In order to meet this challenge, proposals should address one of the two following parts:
1. Shifting from car ownership to sharing. Proposals should:
―Compare the existing trends and forecasts across the EU and identify the factors (economic/social/demographic/spatial/cultural aspects), that influence the varied implementation of such schemes in different countries/regions/cultures including the growing use of app-based services.
―Compare and benchmark existing business models, social innovations and identify possible new ones.
―Assess the implications of car sharing schemes for the European car industry (impact on foreseen sales of conventional and electric cars, other revenues, etc.).
―Assess the potential impact on emissions, noise and congestion, especially in urban environments, as well as on safety of potential users.
2. Changing value of travel time. Proposals should:
―Analyse differences between various travel motivations (leisure, business) and the related travel time value and examine the extent to which the proliferation of ICT applications such as wifi connections (e.g. in trains, ships) tend to reduce the perceived cost of travel time for private and corporate travel. Gender disaggregated data collection and analysis could contribute to a more thorough analysis.
―Identify possible areas where a shift away from the ""speed paradigm"" would be feasible and provide estimates of environmental, socio-economic and organisational implications.
―Propose cost-benefit analyses of additional time savings in case of already advanced transport connections (e.g. need for faster high speed trains, for new sections of motorways in certain ""almost saturated"" areas, etc.) taking into account the possible new concepts of value of travel time and their environmental and socio-economic implications.
The Commission considers that proposals requesting a contribution from the EU between EUR 1 and 2 million each would allow this specific challenge to be addressed appropriately. Nonetheless, this does not preclude submission and selection of proposals requesting other amounts.
There are indications that transport may be entering a period of paradigm shifts due to the introduction of disruptive technologies but also due to changes in individual preferences, behaviours, lifestyles and the emergence of social innovation and new concepts which are likely to impact on the future transport models and management. Some of these changes are already present, as for example, the growing trend towards vehicle sharing practices in many European cities, while others may still be at their very early stages, as for example, changing values of travel time.

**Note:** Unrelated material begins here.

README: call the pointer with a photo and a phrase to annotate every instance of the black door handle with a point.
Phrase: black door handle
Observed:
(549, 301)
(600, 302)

Car sharing has been gradually developing over the past two decades while new business models and social innovation are likely to emerge in the forthcoming years fostered also by new IT applications (app-based services). This relatively short period of time has not allowed for a comprehensive and established assessment of its various impacts in social, economic and environmental terms. Estimates for its growth potential over the next decades vary considerably, so do estimates about the ""replacing capacity"" of car sharing. Similarly, its effects in reducing congestions, emissions and noise – especially in urban areas – as well as the impact on car manufacturing industries have not been sufficiently explored.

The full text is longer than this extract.